Kurtuluş Savaşı'ndan bahsetmişsiniz. Konu ile uzaktan yakından alakalı olmadığını düşünüyorum. Kurtuluş Savaşı topyekün bir savaştı. Ülke işgal altındaydı. Orada bir ordu değil, kadınıyla, erkeğiyle, çocuğuyla ve yaşlısıyla bütün halk vardı. Bugün bir savaş durumu cereyan etse o sorumluluktan kaçacak insan tahayyül edemiyorum.
Son olarak İletişim Daire Başkanı Sayın Metin Gürak'a açıklamasından dolayı teşekkür etmişsiniz. Neden? O açıklama Sayın Metin Gürak'ın şahsi fikrini içeren bir açıklama değil ki.
Meselenin kişiselleştirilmeden, hukuki tarafları, olabilirliği ya da olanaksızlığı, getirecekleri ve götürecekleri doğrultusunda ele alınmasını diliyor, saygılarımı sunuyorum.
Ben kendini erkek sananlar diye hiç bir söylem de bulunmadım.Daha önce de askerlik ve polislik kurumunun güvenlik açısından gerekli olduğunu açıkçana savaş'a fazlasıyla karşı olmama rağmen belirttim.Benim vurgulamak istediğim nokta; Ayrımcılığn olmaması...
Herkes eşit koşullarda olmalı.3-5 kuruş param var diye oğlumu bedelli askerlik yaptırma lüksüne sahip olmamalıyım.Bedelli askerlik yapma lüksüne sahip olmayan yüzbinlerce askerin ne kadar infial duyduğunu biliyor musunuz?

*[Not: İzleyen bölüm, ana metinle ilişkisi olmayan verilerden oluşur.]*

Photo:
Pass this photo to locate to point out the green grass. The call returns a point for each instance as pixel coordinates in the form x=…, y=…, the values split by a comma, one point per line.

Maalesef ben ne askerlik (https://www.hukuki.net/forum/showthread.php?t=51347) ne de bakaya (https://www.hukuki.net/forum/showthread.php?t=48422) ile ilgili sorularima cevap alabildim. :rolleyes:
Sayın Future merhaba. Profilinizden okuduğum kadarı ile bir avukatsınız. Şimdi ben size, hiçbirimize yakışmayan bu kişiselleştirilmiş kısır tartışmaların dışında, ayrımcılık olmasın talebiniz doğrultusunda birkaç şey sormak istiyorum. Kaale alıp cevaplarsanız çok memnun olurum.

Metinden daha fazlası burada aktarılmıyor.